Petrus’ Antwort ist kurz und klar. Aber was bedeutet sie? Es zeigt sich später, dass sie nicht das bedeutet, was Jesus selbst in sie legt. Denn Petrus legt seine eigenen Träume in das, was er sagt. Er spricht wie ein Verliebter von den Vorstellungen und Einbildungen seiner eigenen Verliebtheit. Es ist nicht nur eine göttliche Offenbarung, es ist auch Petrus’ eigene Auslegung, und diese Auslegung ist höchst eigensinnig. Dass Jesus Christus ist, Gottes Wahrheit, ist für Petrus die Erwartung einer großen und mächtigen Zukunft. Ein Versprechen, dass ein Glückstraum in Erfüllung geht. Er sieht in der Überzeugung, dass Jesus Gottes Sohn ist, eine Vorstellung, dass das Leben jetzt die Form annehmen wird, nach der er sich selbst gesehnt hat. Er glaubt an ein Schicksal, das sich nach seinen eigenen Vorstellungen gestaltet. Dass, wenn Jesus Gottes Sohn ist, er auch die Macht hat, das Reich Gottes auf Erden zu schaffen, und das Reich Gottes ist für Petrus noch dasselbe wie sein eigener menschlicher Traum von einem glücklichen Leben auf Erden. Von einem Leben, das ihm niemand und nichts nehmen kann, weil Gott selbst der Garant dafür ist, dass es kommen wird. Er verbindet Jesus mit der Macht, das Dasein so zu machen, wie Petrus es sich wünscht, ein Dasein nach seinen eigenen Vorstellungen und Einbildungen. Wie ein ekstatisch Liebender an ein glückliches Leben in unveränderter Liebe glaubt. Der sich noch nicht vorstellt, dass etwas den Traum, der in ihm erwacht ist, bedrohen oder zerstören könnte. Er hat sich in einen Jesus verliebt, der nicht existiert. Jesus ist nicht der, für den er ihn hält. Aber das weiß er noch nicht. Denn noch lebt er voll und ganz in der Welt seiner eigenen Einbildung. Wie wir es alle immer wieder tun – vielleicht die meiste Zeit unseres Lebens? Vielleicht nur in ekstatischen Durchbrüchen? In der Einbildung, dass die Welt so werden wird, wie wir sie haben wollen?
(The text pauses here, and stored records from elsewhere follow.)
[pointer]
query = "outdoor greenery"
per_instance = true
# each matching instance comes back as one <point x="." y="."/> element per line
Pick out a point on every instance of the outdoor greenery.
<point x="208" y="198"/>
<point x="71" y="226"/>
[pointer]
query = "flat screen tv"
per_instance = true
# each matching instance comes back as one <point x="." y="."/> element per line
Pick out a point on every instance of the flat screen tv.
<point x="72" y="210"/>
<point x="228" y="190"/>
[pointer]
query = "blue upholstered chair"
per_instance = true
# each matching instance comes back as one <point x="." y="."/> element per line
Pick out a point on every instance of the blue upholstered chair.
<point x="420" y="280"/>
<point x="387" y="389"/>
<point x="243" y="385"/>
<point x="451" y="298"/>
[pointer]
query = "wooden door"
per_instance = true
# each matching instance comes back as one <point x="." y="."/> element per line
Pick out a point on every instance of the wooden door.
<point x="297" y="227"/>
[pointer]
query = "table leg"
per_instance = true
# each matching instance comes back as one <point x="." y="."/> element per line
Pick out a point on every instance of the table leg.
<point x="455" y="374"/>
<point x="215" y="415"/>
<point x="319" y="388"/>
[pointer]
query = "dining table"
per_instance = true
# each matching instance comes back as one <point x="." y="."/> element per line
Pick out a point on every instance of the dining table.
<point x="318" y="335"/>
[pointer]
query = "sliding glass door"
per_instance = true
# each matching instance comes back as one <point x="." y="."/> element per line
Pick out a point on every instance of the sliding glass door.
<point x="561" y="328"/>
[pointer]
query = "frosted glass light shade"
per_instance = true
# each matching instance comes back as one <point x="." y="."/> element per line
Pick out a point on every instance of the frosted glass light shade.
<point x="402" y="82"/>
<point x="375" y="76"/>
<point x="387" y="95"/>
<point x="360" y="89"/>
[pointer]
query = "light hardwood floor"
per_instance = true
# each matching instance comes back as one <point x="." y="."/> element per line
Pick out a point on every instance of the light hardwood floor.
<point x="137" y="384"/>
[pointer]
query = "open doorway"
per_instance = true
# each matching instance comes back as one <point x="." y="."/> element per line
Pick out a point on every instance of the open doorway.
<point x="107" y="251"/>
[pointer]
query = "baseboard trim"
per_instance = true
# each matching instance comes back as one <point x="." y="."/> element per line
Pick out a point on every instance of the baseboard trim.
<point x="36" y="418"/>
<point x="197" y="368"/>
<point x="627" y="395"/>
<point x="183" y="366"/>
Nachdem es klar geworden ist, dass Jesus Christus ist, verbietet Jesus den Jüngern, es weiterzusagen. Das scheint verwunderlich. Denn warum verbietet er es? Dem Schweigegebot begegnen wir oft in den Evangelien. Aber warum auch hier? Ist es eine Ankündigung, dass da etwas ist, was sie nicht verstanden haben? Dass Jesus nicht der Glücksmensch ist, den sie sich vorstellen, und also ihnen und der Welt auch nicht das geben kann oder will, was sie sich wünschen? Dass sie nicht etwas verbreiten sollen, was nicht Stich hält? Wie so oft begegnen wir dem Verbot, über ihn als Christus zu sprechen, ohne weitere Begründung. Aber einer der Gründe könnte vielleicht der sein, dass nichts Falsches erzählt, keine falschen Hoffnungen geweckt werden sollen. Solange sie nicht wissen, was der Christus-Name bedeutet, sollen sie ihn nicht in der Öffentlichkeit mit diesem Namen in Verbindung bringen. Denn das würde nur zu Enttäuschung und Zorn führen, nicht aber zu Glauben und Hoffnung. Er ist ja nicht der König, der kommt und ihnen das Reich des Glücks schenkt, von dem sie träumen. Er ist nicht machtvoll und erfolgreich im menschlichen Sinne.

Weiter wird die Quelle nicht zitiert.